Pourtant, les réponses mêmes de Gallet, d’Echemann, et de Roche, qui ne pourraient pas « jurer qu’ils n’ont pas vu la dépêche italienne », éclairent encore cette pénombre[140].

Aussi bien, le document capital, décisif, qui devait surtout frapper ces officiers, qui attira « presque exclusivement » leur attention (Gallet, Echemann)[141], dont le souvenir leur est resté « très net » (Roche)[142], qui fera dire, deux ans plus tard, à Freystætter « que Dreyfus fut condamné pour avoir livré les plans de Nice[143] », c’est la pièce où la lettre D éclate comme la signature même du bordereau, qui confirme le passage du commentaire sur le voyage de Dreyfus dans les Alpes. L’espionnage y est pris sur le vif, la double trahison, au profit de l’Allemagne et de l’Italie. La pièce eût suffi à elle seule. Les autres pièces (la fausse dépêche, la lettre où il est question de Davignon) confirment seulement ce qu’elle révèle, la collaboration étroite de Panizzardi et de Schwarzkoppen, les rapports intimes du traître avec l’attaché italien.

La première impression en est saisissante pour chacun. Comme la trahison classique y paraît dans toute sa laideur, avec ses marchandages, l’avilissement de l’espion !

Il n’y a pas jusqu’à la forme vive, pittoresque, bizarre du billet, qui ne saisisse l’esprit et ne s’y grave.

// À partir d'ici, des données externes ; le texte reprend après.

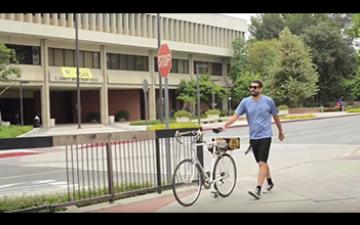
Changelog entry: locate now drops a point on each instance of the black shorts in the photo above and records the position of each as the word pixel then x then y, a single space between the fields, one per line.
pixel 261 148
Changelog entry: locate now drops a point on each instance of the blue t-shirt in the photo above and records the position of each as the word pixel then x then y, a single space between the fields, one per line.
pixel 258 114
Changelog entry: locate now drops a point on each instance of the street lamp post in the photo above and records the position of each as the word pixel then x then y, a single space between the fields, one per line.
pixel 160 78
pixel 198 66
pixel 21 103
pixel 229 105
pixel 78 106
pixel 213 98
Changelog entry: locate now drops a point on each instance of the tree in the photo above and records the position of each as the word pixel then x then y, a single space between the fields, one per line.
pixel 261 56
pixel 334 57
pixel 7 57
pixel 187 90
pixel 239 61
pixel 240 88
pixel 293 76
pixel 266 26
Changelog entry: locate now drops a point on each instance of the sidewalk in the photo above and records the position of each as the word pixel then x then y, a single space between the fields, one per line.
pixel 297 187
pixel 124 126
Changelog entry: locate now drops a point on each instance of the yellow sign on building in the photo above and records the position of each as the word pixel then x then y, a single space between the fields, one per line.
pixel 70 72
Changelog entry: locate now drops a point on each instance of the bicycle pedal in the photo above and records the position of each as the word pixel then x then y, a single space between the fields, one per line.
pixel 214 194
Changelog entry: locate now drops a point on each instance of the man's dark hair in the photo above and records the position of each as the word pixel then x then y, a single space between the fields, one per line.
pixel 259 82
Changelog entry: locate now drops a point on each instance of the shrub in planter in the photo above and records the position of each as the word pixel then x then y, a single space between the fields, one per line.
pixel 283 108
pixel 213 114
pixel 93 117
pixel 122 116
pixel 182 116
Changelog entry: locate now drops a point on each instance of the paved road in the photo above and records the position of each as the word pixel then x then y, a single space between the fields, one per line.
pixel 306 142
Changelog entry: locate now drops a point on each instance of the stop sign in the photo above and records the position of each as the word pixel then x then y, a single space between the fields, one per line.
pixel 164 60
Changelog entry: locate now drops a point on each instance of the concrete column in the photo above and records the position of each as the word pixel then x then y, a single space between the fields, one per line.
pixel 12 16
pixel 106 22
pixel 132 23
pixel 99 23
pixel 37 18
pixel 113 23
pixel 62 19
pixel 71 20
pixel 151 94
pixel 201 34
pixel 119 23
pixel 138 24
pixel 46 18
pixel 54 20
pixel 85 22
pixel 45 89
pixel 93 21
pixel 104 100
pixel 191 32
pixel 28 17
pixel 196 33
pixel 177 31
pixel 144 32
pixel 150 27
pixel 126 23
pixel 20 17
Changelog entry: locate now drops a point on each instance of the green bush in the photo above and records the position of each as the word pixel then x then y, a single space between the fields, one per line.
pixel 356 110
pixel 93 117
pixel 331 109
pixel 144 122
pixel 222 114
pixel 212 112
pixel 283 107
pixel 174 126
pixel 13 131
pixel 122 115
pixel 182 113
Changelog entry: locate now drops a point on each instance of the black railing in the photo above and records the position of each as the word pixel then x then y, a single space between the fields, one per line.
pixel 108 166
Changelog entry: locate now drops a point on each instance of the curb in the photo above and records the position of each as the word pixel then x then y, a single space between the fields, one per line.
pixel 291 121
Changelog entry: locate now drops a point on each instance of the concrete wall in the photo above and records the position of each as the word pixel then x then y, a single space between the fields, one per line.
pixel 128 100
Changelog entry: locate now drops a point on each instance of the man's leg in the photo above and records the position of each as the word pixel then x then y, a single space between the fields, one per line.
pixel 263 173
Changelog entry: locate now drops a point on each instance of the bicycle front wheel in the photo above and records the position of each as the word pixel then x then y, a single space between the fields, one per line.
pixel 224 175
pixel 187 182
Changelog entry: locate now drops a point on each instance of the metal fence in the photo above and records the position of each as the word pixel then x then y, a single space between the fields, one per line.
pixel 108 166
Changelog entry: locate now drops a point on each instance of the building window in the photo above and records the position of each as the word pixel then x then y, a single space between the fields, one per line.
pixel 127 62
pixel 216 69
pixel 178 66
pixel 211 68
pixel 29 55
pixel 66 57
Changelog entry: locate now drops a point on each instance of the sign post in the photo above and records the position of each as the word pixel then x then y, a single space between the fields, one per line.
pixel 164 65
pixel 146 89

Reprenez votre sang-froid, réfléchissez. Quelle vraisemblance y a-t-il que ce plat quémandeur, ce mendiant importun, soit un officier d’État-Major ? Ces douze plans directeurs, demandez quel en est le prix ? C’est pour six louis problématiques, marchandés, que Dreyfus s’en va dans une ambassade de la Triple Alliance !

Mais ces juges, ces soldats savent seulement de l’espionnage ce que la légende et Maurel leur en ont appris ; raisonnent-ils avec la raison positive ? À quoi ont-ils réfléchi ? Ont-ils songé, seulement un instant, à cette iniquité de juger un homme sur des charges qu’il ignore ? Qu’est-ce donc que la conscience d’un soldat ? Si vous ignorez ce Code, si précis, que vous allez appliquer, l’équité élémentaire ne vous dit-elle rien ? Plus que la vie, l’honneur d’un soldat est en cause. Vous, Gallet, vous, Freystætter, si l’on vous jugeait sur des charges inconnues ? Moi, un officier ! Lui, le juif, un traître !

Travail inconscient de l’idée préconçue, destructeur de la raison.

Et quel traître ! Jusqu’à l’ouverture de ce pli, il n’était accusé d’avoir trahi qu’au profit de l’Allemagne. Le nom de l’Allemagne n’avait pas été prononcé, même au huis clos ; mais c’était le bruit universel, et D’Ormescheville avait dénoncé la prétendue facilité des visites de Dreyfus en Alsace, ses voyages clandestins à Mulhouse, sous l’œil fermé du complice allemand[144] ; Maurel, Brisset, y avaient insisté. Or, voici qu’une nouvelle trahison apparaît. Il ne vendait pas la France qu’à la Prusse, mais à l’Italie. Toutes ces pièces, qu’ils ont sous leurs yeux, qu’ils tiennent entre leurs mains, proviennent de l’attaché italien ! Enfin, celle-ci, la notice biographique, envoyée par Mercier lui-même, montre que la trahison du misérable n’a pas été un coup de folie. On cherchait le mobile, on avait la naïveté de s’en inquiéter ! Il a toujours trahi, dès Bourges, dès l’École de guerre ; il n’est entré dans l’armée française que pour trahir…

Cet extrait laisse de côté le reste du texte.